# Copper triangle next week



## rcharb (Sep 7, 2011)

Anyone riding in or have ridden in the Copper triangle? 
It will be my first organized ride. 

One question,at the end of the ride is there a secure area provide by the ride organizers to park the bike during the "afterparty" or do I need to take it back to my car and secure it?

I hope to still have some "legs available" to make it over Vail pass and finish.

Thanks for any info you can share.


----------



## r.shoemaker78 (Feb 23, 2012)

It will be my first Copper Triangle also but I did complete the Triple Bypass (Sunday) There is a nice long decent before the start of Vail pass so fuel up and ride easy but don't just coast. There are two very steep sections on Vail pass that simply hurt but they are short, the rest is pretty easy from what I remember.


----------



## davez26 (Nov 15, 2010)

I dont recall a secure area. Check out the. Copper Triangle website, and if it isn't in there, email them. I had a question and they had me a reply pretty quick.


----------



## moneyman (Jan 30, 2004)

rcharb said:


> Anyone riding in or have ridden in the Copper triangle?
> It will be my first organized ride.
> 
> One question,at the end of the ride is there a secure area provide by the ride organizers to park the bike during the "afterparty" or do I need to take it back to my car and secure it?
> ...


Its a nice ride. Not too difficult, great scenery and some really long downhill sections that are just fun, not scary. 

Beware Vail Pass: Just as the road turns to bike path, you will travel under I-70 in what is a suckers downhill. After you pass under the bridge, you make a sharp left turn that goes immediately up. Someone told me that that short piece is a 17% grade. I have seen people be in the wrong gear and come to a complete stop.

I signed up for the ride (would be my 4th time) but some health issues are preventing me from riding. I had already rented a condo for the weekend and my daughter works for the resort, so we will be coming anyway. I'm bringing a cowbell and plan on standing near the top of one of the passes ringing it like mad.

Good luck. Have fun.


----------



## rcharb (Sep 7, 2011)

Thanks for all the info. i'm looking forward to the ride and hope for good weather, hopefullu no rain or hail.


----------



## Robinonabike (Dec 8, 2011)

moneyman said:


> Its a nice ride. Not too difficult, great scenery and some really long downhill sections that are just fun, not scary.
> 
> Beware Vail Pass: Just as the road turns to bike path, you will travel under I-70 in what is a suckers downhill. After you pass under the bridge, you make a sharp left turn that goes immediately up. Someone told me that that short piece is a 17% grade. I have seen people be in the wrong gear and come to a complete stop.
> 
> ...


Do you want to sell your spot. I am visiting in Breck and can't get in because they are sold out.


----------



## Michael15 (Aug 17, 2010)

I am doing this ride tomorrow. Can anyone tell me if there are some stores along the route to get water? Thanks!


----------



## Robinonabike (Dec 8, 2011)

Michael15 said:


> I am doing this ride tomorrow. Can anyone tell me if there are some stores along the route to get water? Thanks!

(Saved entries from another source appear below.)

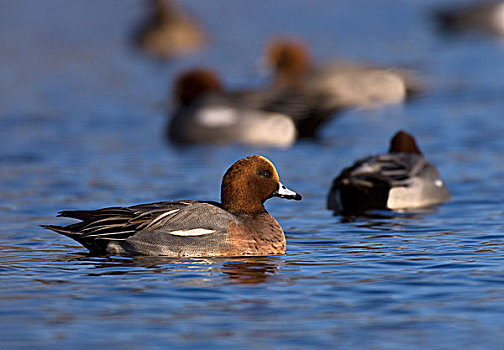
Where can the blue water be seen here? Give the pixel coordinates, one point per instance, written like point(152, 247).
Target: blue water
point(82, 117)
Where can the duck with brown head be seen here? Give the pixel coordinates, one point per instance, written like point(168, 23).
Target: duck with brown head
point(340, 84)
point(399, 180)
point(238, 226)
point(167, 32)
point(204, 113)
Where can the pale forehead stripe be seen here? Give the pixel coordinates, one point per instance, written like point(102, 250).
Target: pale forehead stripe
point(192, 232)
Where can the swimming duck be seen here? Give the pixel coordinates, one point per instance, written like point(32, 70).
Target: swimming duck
point(237, 226)
point(168, 32)
point(485, 17)
point(205, 113)
point(401, 179)
point(343, 84)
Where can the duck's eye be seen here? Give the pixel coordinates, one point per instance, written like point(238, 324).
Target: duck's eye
point(265, 174)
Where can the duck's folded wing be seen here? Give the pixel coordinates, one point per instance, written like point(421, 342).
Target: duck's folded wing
point(396, 169)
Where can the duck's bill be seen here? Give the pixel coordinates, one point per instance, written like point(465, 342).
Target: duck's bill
point(284, 192)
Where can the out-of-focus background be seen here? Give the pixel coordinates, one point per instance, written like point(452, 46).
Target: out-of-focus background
point(83, 114)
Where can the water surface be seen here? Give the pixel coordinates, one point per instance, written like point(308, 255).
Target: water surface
point(82, 117)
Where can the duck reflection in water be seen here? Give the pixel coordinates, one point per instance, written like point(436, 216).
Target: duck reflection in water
point(243, 270)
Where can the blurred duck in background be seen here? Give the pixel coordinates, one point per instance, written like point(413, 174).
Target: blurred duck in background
point(484, 17)
point(167, 32)
point(402, 179)
point(205, 113)
point(343, 84)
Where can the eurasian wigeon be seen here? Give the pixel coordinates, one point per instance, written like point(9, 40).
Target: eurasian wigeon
point(343, 84)
point(238, 226)
point(168, 32)
point(484, 17)
point(399, 180)
point(205, 113)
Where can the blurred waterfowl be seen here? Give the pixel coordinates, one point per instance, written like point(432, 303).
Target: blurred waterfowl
point(402, 179)
point(238, 226)
point(343, 84)
point(168, 32)
point(205, 113)
point(484, 17)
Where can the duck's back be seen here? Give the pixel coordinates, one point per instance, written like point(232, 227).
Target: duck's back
point(183, 228)
point(388, 181)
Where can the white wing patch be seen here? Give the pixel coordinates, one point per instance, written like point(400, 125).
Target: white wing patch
point(160, 217)
point(217, 117)
point(192, 232)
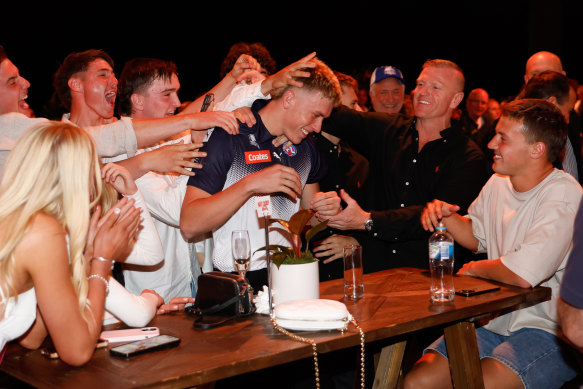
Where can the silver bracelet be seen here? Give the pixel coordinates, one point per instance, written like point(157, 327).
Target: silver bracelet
point(102, 260)
point(102, 279)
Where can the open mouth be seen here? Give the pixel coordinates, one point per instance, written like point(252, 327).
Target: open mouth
point(110, 97)
point(23, 105)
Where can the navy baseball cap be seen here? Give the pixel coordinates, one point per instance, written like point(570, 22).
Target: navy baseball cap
point(383, 72)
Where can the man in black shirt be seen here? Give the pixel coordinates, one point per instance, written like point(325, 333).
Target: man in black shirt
point(412, 161)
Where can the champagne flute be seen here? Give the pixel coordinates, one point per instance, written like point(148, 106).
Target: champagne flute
point(241, 249)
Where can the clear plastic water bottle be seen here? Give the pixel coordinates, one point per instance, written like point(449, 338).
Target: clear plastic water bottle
point(441, 265)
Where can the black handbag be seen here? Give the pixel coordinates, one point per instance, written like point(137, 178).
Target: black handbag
point(221, 297)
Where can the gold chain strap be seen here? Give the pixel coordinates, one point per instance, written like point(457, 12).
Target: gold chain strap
point(315, 350)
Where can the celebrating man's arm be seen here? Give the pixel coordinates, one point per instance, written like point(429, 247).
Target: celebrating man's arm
point(202, 212)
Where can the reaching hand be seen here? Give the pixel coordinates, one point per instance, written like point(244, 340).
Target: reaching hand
point(211, 119)
point(325, 204)
point(120, 178)
point(117, 231)
point(332, 247)
point(434, 211)
point(351, 218)
point(274, 179)
point(288, 76)
point(250, 77)
point(245, 115)
point(175, 158)
point(280, 140)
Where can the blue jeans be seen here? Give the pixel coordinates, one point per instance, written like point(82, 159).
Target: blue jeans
point(539, 358)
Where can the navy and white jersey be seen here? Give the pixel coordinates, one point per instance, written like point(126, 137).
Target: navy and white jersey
point(232, 157)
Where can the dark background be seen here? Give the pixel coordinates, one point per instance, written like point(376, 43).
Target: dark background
point(491, 40)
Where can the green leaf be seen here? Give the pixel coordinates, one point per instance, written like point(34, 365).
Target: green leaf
point(284, 223)
point(278, 258)
point(313, 231)
point(273, 248)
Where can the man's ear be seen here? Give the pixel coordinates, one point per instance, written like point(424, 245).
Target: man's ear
point(538, 150)
point(288, 99)
point(552, 100)
point(137, 102)
point(74, 84)
point(457, 99)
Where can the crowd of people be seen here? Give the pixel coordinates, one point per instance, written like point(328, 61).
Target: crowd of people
point(111, 208)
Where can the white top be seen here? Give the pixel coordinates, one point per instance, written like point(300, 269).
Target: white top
point(147, 251)
point(19, 314)
point(532, 234)
point(164, 194)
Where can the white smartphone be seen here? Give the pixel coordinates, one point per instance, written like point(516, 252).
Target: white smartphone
point(129, 334)
point(145, 346)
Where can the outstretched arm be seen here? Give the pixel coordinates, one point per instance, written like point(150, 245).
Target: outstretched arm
point(458, 226)
point(243, 64)
point(203, 212)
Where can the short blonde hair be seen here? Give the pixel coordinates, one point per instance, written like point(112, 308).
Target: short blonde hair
point(322, 79)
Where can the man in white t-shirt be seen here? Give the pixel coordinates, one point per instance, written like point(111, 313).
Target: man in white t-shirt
point(523, 218)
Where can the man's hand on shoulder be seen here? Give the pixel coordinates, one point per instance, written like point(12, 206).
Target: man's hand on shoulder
point(274, 179)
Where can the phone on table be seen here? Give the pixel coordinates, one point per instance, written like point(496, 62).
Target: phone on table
point(474, 292)
point(130, 334)
point(208, 99)
point(159, 342)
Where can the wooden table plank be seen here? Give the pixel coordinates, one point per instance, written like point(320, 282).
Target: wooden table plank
point(396, 303)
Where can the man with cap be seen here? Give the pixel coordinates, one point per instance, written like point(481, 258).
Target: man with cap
point(413, 160)
point(387, 89)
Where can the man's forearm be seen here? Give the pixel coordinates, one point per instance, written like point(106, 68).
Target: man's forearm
point(461, 229)
point(150, 131)
point(493, 269)
point(201, 214)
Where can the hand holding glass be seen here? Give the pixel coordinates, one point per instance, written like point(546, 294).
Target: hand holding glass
point(241, 249)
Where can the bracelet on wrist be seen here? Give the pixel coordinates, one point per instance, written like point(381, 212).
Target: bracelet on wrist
point(99, 277)
point(102, 260)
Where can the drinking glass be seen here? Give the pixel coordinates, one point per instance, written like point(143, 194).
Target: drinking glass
point(241, 249)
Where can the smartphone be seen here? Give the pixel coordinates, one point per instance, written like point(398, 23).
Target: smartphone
point(159, 342)
point(130, 334)
point(474, 292)
point(208, 99)
point(51, 353)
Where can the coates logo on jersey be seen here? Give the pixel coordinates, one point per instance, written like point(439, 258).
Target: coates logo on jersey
point(257, 156)
point(291, 151)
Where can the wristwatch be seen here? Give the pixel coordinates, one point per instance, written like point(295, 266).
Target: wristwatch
point(368, 225)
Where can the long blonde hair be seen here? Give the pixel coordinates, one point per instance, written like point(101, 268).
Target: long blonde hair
point(54, 168)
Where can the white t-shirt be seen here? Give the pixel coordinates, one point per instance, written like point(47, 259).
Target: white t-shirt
point(532, 234)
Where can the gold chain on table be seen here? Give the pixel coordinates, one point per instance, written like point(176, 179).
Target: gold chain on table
point(315, 350)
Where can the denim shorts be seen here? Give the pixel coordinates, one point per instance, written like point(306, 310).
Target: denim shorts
point(539, 358)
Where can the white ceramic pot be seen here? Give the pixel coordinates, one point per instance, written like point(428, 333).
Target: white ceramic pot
point(295, 282)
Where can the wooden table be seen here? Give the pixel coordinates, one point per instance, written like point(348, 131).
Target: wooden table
point(396, 304)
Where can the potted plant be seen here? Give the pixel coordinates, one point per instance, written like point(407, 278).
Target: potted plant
point(294, 272)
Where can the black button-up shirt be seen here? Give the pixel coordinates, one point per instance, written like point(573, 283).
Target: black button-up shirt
point(403, 179)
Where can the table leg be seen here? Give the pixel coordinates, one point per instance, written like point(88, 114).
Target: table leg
point(464, 358)
point(389, 366)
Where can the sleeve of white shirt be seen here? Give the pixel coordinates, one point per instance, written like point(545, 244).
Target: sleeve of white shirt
point(163, 196)
point(476, 215)
point(134, 311)
point(242, 95)
point(148, 248)
point(547, 242)
point(115, 138)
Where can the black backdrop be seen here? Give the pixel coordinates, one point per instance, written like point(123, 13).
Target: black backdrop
point(489, 40)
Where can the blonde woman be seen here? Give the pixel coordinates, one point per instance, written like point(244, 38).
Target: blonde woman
point(50, 187)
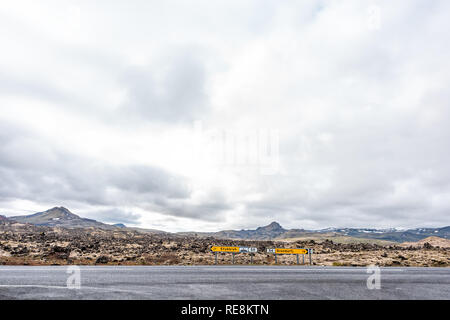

I remember passing though a small town but can't remember the name. It was near one of the rest stops so probably a good place to replinish your water.


----------



## bobbydeethree (Jun 23, 2010)

*Leadville, Minturn, Vail*

There are convenience stores on the north edge of Leadville if you ride into town on U.S. 24. There is a Safeway grocery on the west side of the highway a few blocks south of the intersection of hwys.91 and 24. There are several restaurants in downtown Leadville and riding through the old town is a fun diversion. Additionally, if you add one loop of Turquoise Lake to the traditional Copper Triangle route it makes the ride 107 total miles.

Minturn is the town on hwy 24 between Battle Mountain and I-70. There are stores and restaurants along the main street.

Lionshead at Vail has coffee shops and such just a block or so north of the frontage road through Vail. Vail Village is a few blocks east and also has many options for food and drink. Stephens Park in West Vail on the south side of the frontage road used to have a good drinking fountain but I can't say for sure if it is a reliable source of H2O.

There are no stores between Copper Mountain Village and Leadville (25 miles) and nothing of a commercial nature between Leadville and Minturn (about 25 miles).


----------



## Michael15 (Aug 17, 2010)

Thanks. So it looks like I need to ride into Leadville if I want some water b4 Minturn.


----------



## bobbydeethree (Jun 23, 2010)

Yes, that is correct unless you are accustomed to drinking spring water (snow melt). I used to hike a lot and climb 14ers and drank a lot of natural water out of necessity. I sometimes drink spring water when cycling. I have drank water on Vail Pass bike path out of necessity on an abnormally hot, dry day. I suffered no ill effects but may have been lucky. It is not advisable unless you have some form of purification.


----------